Um projeto de mineração de terras raras na Groenlândia tem causado uma crise política e alimentado o debate sobre o futuro deste território ártico, ameaçado pelo aquecimento global, e que quer se tornar independente da Dinamarca.

A abertura, no início de fevereiro, de consultas públicas sobre o depósito de terras raras e urânio de Kvanefjeld (Kuannersuit em groenlandês), no extremo sul da maior ilha do mundo, desencadeou uma crise política que pode derrubar o governo.

O caso fraturou a coalizão governamental, privando-a de sua maioria no Parlamento local.

O partido de direita Demokraatit abandonou a coalizão, frustrado com a indecisão do maior partido, o social-democrata Siumut.

Na terça-feira, o Parlamento decidiu realizar eleições legislativas antecipadas em 6 de abril, um epílogo da crise política.

A lei para a realização de novas eleições foi aprovada por unanimidade pelos 27 deputados presentes, do total de 31 do Inatsisartut, o parlamento local.

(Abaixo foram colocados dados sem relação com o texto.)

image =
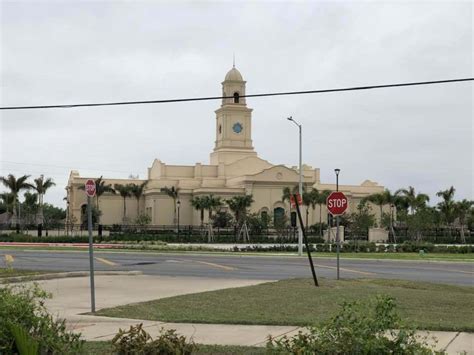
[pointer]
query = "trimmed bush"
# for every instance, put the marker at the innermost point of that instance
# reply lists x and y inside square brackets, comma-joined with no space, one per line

Os apoiadores do projeto de mineração elogiam as vantagens financeiras que podem ajudar Nuuk em sua busca por autonomia.

Desde 2009, a Groenlândia decide sobre a gestão de seus recursos, e Copenhague conserva as funções soberanas.

Em 2010, a Greenland Minerals, empresa australiana apoiada por um investidor chinês, obteve a licença de exploração do depósito de Kvanefjeld, rico em terras raras (metais essenciais para tecnologias de ponta) e urânio.

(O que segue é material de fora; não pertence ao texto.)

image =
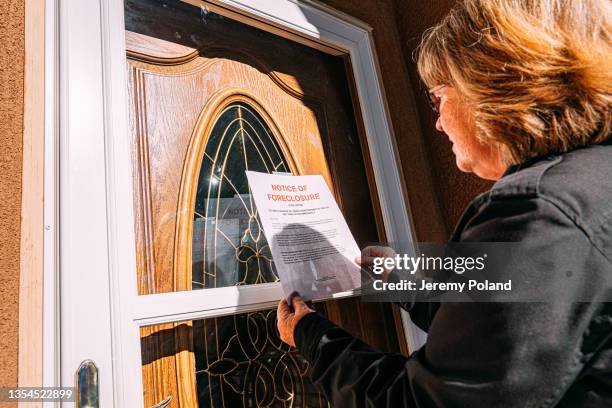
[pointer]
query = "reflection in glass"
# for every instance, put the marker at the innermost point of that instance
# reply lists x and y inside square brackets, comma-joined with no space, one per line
[241,362]
[228,246]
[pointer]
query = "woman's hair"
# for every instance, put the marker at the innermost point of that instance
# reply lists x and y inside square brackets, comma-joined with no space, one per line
[537,72]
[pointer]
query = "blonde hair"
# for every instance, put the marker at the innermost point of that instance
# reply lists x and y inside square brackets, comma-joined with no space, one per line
[537,72]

É considerada uma das mais importantes do mundo para esses minerais, mas sua exploração enfrenta oposição crescente, devido às preocupações com os rejeitos radioativos gerados pela mina.

Após três recusas sucessivas, o plano de proteção ambiental da Greenland Minerals foi aprovado.

As consultas vão até 1º de junho, mas começaram sob tensão, e alguns políticos optaram por não comparecer após ameaças de morte.

Antes de obter uma licença de operação de 37 anos, a empresa precisará alcançar um acordo sobre impactos e benefícios.

– ‘Momento crucial’ –

Em princípio favorável ao projeto de exploração que representaria receitas tributárias significativas, o Siumut adotou uma linha mais reservada desde novembro e da eleição para a presidência do partido de Kim Kielsen, até agora chefe do governo.

“Estamos em um momento crucial com uma mudança geracional à frente do Siumut, e o projeto Kvanefjeld está criando tensão”, disse à AFP Mikaa Mered, professor de geopolítica no Instituto francês de Estudos Políticos (Sciences Po).

E o debate sobre a mina abarca o problema do financiamento da independência.

A Groenlândia deseja ser independente, mas esta emancipação da Dinamarca – à qual Copenhague não se opõe – a privaria dos generosos subsídios dinamarqueses, cerca de US$ 635 milhões por ano, ou seja, um terço de seu orçamento.

A diversificação de sua economia, que se baseia principalmente na pesca (setor que representa 90% das exportações da Groenlândia), será um tema central da campanha, juntamente com saúde e questões sociais.

“Um desenvolvimento econômico precisa de uma base financeira mais ampla, e a mineração e o turismo são pilares potenciais nesse processo”, estima Torben Andersen, presidente do Conselho Econômico da Groenlândia e professor de economia da Universidade Aarhus.

Recentemente, 141 ONGs solicitaram ao governo da Groenlândia, da Dinamarca e à União Europeia uma moratória sobre mineração, extração de petróleo e gás na Groenlândia para estabelecer um santuário no Ártico.

Chemnitz Larsen, do partido Inuit Ataqatigiit (IA, esquerda verde), opõe-se à mineração de urânio, mas apoia o desenvolvimento de uma mineração ambientalmente correta como um “suplemento de receita” para o território.

De acordo com Torben Andersen, do Conselho Econômico da Groenlândia, “o desenvolvimento econômico não requer grandes projetos de mineração”.

“Há também a questão da reputação e, possivelmente, um conflito com o desenvolvimento concomitante do turismo, principalmente se for dirigido a clientes muito interessados na natureza”, conclui.